Sue Grommes came to Fermilab in 1979, soon after Leon Lederman was named laboratory director. After 36 years and five directors, she retires. Her last day is Friday.
Grommes’ first position at Fermilab was as a word processing specialist. One of her first assignments was to help prepare a proposal to build what was then called the Space Telescope (a project that eventually went to NASA: the Hubble Space Telescope). There was no word processing at Fermilab at the time, so Grommes was sent off site to learn to operate a free-standing word processing unit. She soon became a full-time employee and learned each word processing system as it was introduced at the laboratory.
“I can’t believe, when I look back now at the papers, design reports and books, that I typed those very complicated scientific equations,” she said. “I kept wanting to say, ‘Buy a vowel!'”
Advances in word processing programs allowed Grommes to move on to other projects for the Directorate, where she worked as an administrative assistant.

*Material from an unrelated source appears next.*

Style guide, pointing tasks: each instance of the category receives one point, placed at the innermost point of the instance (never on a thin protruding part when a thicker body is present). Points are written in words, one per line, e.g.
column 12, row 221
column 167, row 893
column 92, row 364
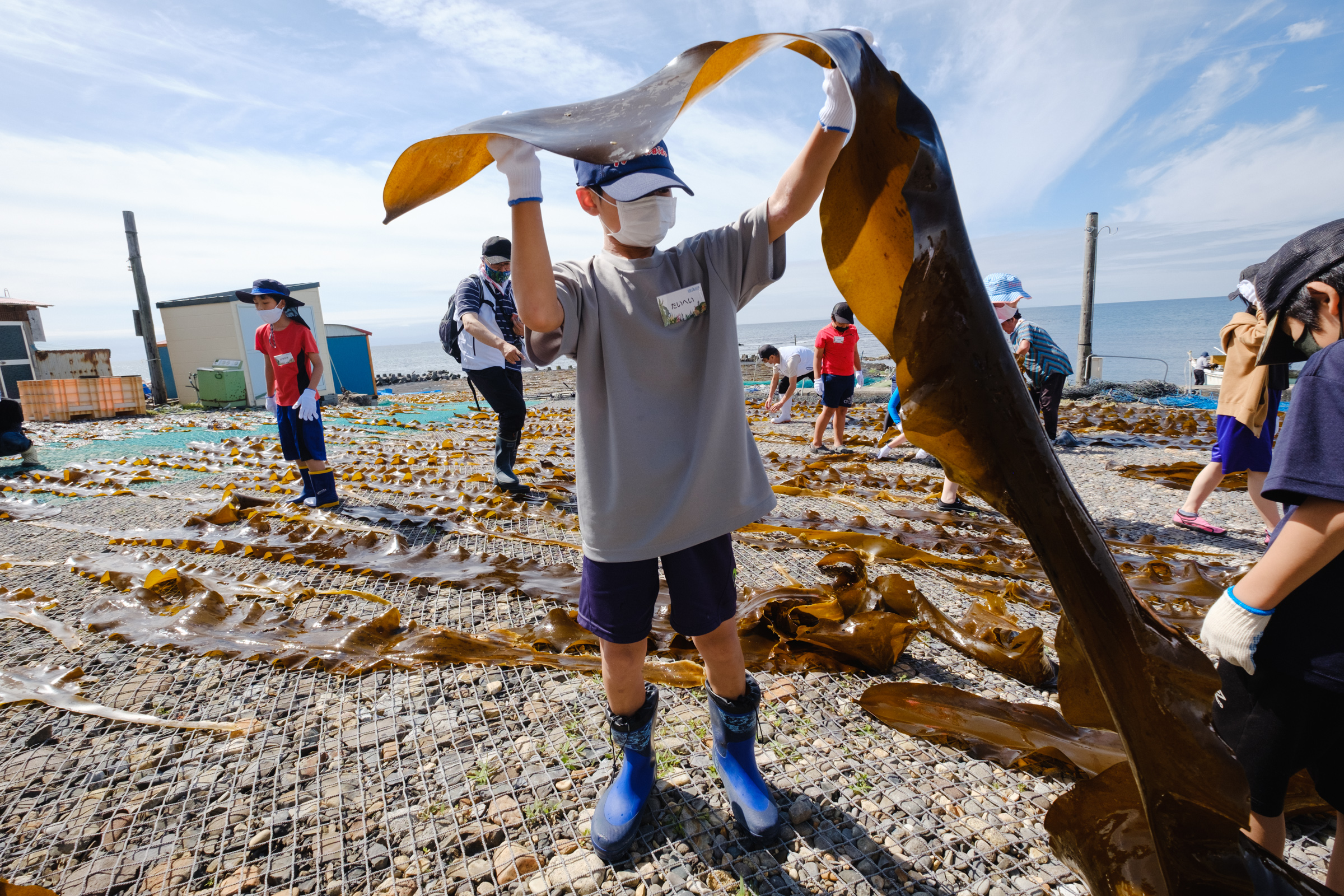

She served as gatekeeper for Directorate electronic requisitions, oversaw conference room scheduling and assisted with a large variety of special projects. For 10 years, she also assisted at the annual Physics Advisory Council meetings in Aspen, Colorado.
Grommes also took advantage of life outside Wilson Hall. She played in the summer and winter volleyball leagues, served on the History Committee and participated in the annual Farmers Picnics.
She feels proud to have played an important part in advancing Fermilab’s mission.
“It was so rewarding to type papers for projects that would eventually become realities: Illinois Math and Science Academy, CDF, Energy Doubler, Friends of Fermilab, and whole books, such as typing into Cyber the entire 400 pages of the proceedings of the first Fermilab History Symposium, a volume that ended up becoming the first computer-printed book undertaken by Cambridge University Press,” she said.
During retirement, she will continue to take care of her mother, volunteer for a Christian organization and pursue her interest in World War II by helping with an honor flight. She also plans to dust off her roller blades and bicycle.
“I have enjoyed so much working for all the different directors and my co-workers in the office, as well as working relationships with others all over the site,” Grommes said.